1. What do the experts say? How many books on babies and childrearing have been written? It’s impossible to read every parenting book and article out there because the volume is overwhelming. Even as one expert states what absolutely, positively has to be done, another equally impressive expert will say the opposite. In addition, expert opinions change over time. What grandmothers believed as 20 year old brides and young mothers may be in complete opposition to what is spouted today. Still, listening to experts, or at least learning what the pundits say, is one source of parenting influence.

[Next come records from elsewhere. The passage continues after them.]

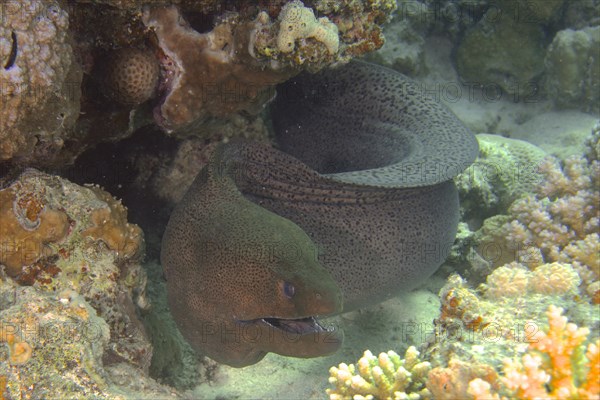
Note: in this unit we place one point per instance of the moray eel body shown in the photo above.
(354, 205)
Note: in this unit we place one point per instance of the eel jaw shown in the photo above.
(297, 326)
(301, 337)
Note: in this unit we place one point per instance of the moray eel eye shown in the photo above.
(288, 289)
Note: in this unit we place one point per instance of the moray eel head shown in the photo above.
(252, 280)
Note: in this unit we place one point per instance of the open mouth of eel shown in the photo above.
(304, 325)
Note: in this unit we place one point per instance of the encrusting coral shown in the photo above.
(384, 377)
(556, 365)
(39, 79)
(299, 22)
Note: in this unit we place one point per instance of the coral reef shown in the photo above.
(56, 346)
(573, 68)
(384, 377)
(515, 280)
(504, 170)
(556, 365)
(57, 236)
(560, 223)
(502, 51)
(131, 76)
(235, 66)
(453, 382)
(80, 73)
(495, 321)
(297, 22)
(39, 80)
(211, 74)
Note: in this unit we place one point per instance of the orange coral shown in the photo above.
(453, 382)
(111, 227)
(19, 351)
(552, 368)
(561, 223)
(28, 226)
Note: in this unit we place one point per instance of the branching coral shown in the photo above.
(515, 280)
(560, 223)
(384, 377)
(78, 239)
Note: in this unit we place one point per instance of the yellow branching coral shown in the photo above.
(560, 223)
(515, 280)
(384, 377)
(555, 366)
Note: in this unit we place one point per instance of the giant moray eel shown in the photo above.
(354, 205)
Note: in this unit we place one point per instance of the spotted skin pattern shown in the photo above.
(353, 205)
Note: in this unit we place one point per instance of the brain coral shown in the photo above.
(131, 76)
(559, 223)
(39, 80)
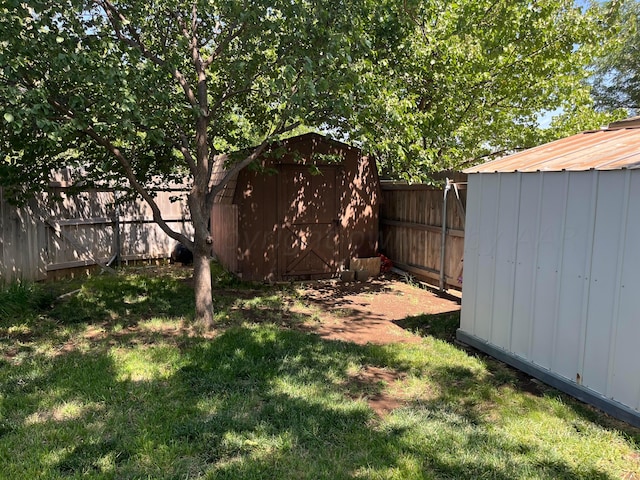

2. Your experience counts! People rely on their own experiences, both bad and good. Hasn’t everyone, at some time in their childhoods, said, “I’ll never do this when I’m the parent”? For instance, a person may think to themselves, even promise themselves, that they’ll never say to their children, “because I said so, that’s why.” They thought it was a silly answer when they were six and they vowed to not give their children silly answers. If someone’s experience is negative, they can choose to avoid similar behaviors, and in fact do the opposite of what was modeled.
Likewise, childhood experiences that were positive can be emulated and built upon. The loving mother who, when milk is spilled, gives their child a sponge rather than a lecture, is imparting excellent parenting skills to their child. This child will grow up with sponges and hugs ready to share with their children.
It’s not just parents who influence our parenting styles. If teachers were poor communicators, then a person can choose to intentionally improve communication skills with the next generation. If people had unrealistic expectations, then parents can learn from that and intentionally foster a world of achievable moments. In the working world, a boss may say to an employee, “I am listening, and I do hear you, however, with my knowledge, I am choosing to go another way.” This manager is respecting their colleague, and communicating their respect beautifully, but still making the best decision for their department. This type of communication can be copied into the parental world.
3. Trust your gut. In today’s vernacular, people need to learn to trust their gut. It’s not that people should not listen to others (see number one above). In fact, in the advice of many counselors there is wisdom. The question is what is the right path for a parent on any given day and with any given child. For parents who have more than one child, it is known that what works for one kiddo may or may not work for the next child. Further, what worked this week may or may not work next week. The same child who loves broccoli at twelve months old may be refusing all green vegetables a few months later. So, a parent needs to trust themselves and act on their belief.
It is probably true that everyone, at some point, has observed great parenting. It may have been when a family visited a museum or beach and saw another parent, in a very chaotic moment, on one knee to be eye-to-eye with their overtired and upset child, lovingly communicate. These moments can be observed and internalized so they can duplicated, from the gut, when parents find themselves in similar situations.
Using a combination of advice from experts, life experiences, and gut instincts everyone can parent intuitively. Just because a person asks for advice does not mean it has to be taken. Instead, consider the thought, the situation at hand, how tired we are at the moment, the child’s temperament, and roll it all into a great big ball and choose how to respond, and . . . do all those calculations in a fraction of a second.
The best we can do is the best we can do. Do people make mistakes as parents? Probably; even absolutely. But as people learn to trust their instincts, believe in themselves, seek to be the best parent they can be, and remember that love and discipline are synonymous, intuitive parenting evolves.